The University of Paris took the lead, in accordance with the liberal tendencies of the Gallican Church, in the opposition to hierarchical pretensions, and was followed by the universities of Oxford, Prague, and Cologne, in all of which the mendicant friars were the teachers. Most distinguished among the schoolmen of this age was John Duns Scotus, whose works formed the doctrinal standard for the Franciscans, as those of Aquinas did for the Dominicans. After realism had enjoyed for a long time an uncontested sway, William Occam, amid passionate battles, successfully introduced nominalism.
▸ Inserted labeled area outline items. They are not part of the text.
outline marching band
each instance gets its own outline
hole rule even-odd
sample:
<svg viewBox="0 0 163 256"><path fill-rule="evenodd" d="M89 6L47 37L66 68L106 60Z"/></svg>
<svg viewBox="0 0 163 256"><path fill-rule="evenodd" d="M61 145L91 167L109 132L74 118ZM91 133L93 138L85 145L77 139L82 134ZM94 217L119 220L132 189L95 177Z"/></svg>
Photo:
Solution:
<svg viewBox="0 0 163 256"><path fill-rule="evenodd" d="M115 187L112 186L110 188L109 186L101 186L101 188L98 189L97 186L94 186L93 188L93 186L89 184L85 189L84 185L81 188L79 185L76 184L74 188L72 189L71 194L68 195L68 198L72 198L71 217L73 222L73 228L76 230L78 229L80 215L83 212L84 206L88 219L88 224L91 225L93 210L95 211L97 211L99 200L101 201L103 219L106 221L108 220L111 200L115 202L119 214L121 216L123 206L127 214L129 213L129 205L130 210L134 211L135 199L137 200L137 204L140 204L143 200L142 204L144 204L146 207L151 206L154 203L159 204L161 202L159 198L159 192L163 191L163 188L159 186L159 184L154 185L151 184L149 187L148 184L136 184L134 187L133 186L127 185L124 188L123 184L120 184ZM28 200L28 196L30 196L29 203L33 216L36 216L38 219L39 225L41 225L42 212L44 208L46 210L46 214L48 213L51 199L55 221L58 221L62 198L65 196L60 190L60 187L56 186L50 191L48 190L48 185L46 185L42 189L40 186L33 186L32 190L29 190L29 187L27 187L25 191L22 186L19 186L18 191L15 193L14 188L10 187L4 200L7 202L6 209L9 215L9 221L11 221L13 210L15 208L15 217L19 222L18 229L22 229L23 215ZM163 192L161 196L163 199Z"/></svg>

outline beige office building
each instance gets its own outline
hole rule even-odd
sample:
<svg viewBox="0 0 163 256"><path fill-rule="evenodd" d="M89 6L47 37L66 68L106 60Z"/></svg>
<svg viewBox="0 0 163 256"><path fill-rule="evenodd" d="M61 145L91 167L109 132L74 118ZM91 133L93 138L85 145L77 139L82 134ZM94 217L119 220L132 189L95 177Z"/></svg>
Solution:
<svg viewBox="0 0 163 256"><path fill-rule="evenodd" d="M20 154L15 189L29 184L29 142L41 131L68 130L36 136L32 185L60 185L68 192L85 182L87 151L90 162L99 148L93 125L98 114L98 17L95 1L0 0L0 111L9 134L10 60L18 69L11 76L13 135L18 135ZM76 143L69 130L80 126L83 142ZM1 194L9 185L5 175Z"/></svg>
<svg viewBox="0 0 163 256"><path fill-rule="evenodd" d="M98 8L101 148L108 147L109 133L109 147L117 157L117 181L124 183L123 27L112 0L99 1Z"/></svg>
But the creative power of scholasticism was well nigh extinct. Even Duns Scotus is rather an acute critic of the old than an original creator of new ideas. Miserable quarrels between the schools and a spiritless formalism now widely prevailed in the lecture halls, as well as in the treatises of the learned.Moral theology degenerated into fruitless casuistry and abstruse discussion on subtly devised cases where there appeared a collision of duties. But from all sides there arose complaint and contradiction. On the one side were some who made a general complaint without striking at the roots of the evil. They suggested the adoption of a better method, or the infusion of new life by the study of Scripture and the Fathers, and a return to mysticism. To this class belonged the Brothers of the Common Life (§ [112, 9]) and d’Ailly and Gerson, the supporters of the Constance reforms (§ [118, 4]). Here too we may place the talented father of natural theology, Raimund of Sabunde, and the brilliant Nicholas of Cusa, in whom all the nobler aspirations of mediæval ecclesiastical science were concentrated. But on the other side was the radical opposition, consisting of the German mystics (§ [114]), the English and Bohemian reformers (§ [119]), and the Humanists (§ [120]).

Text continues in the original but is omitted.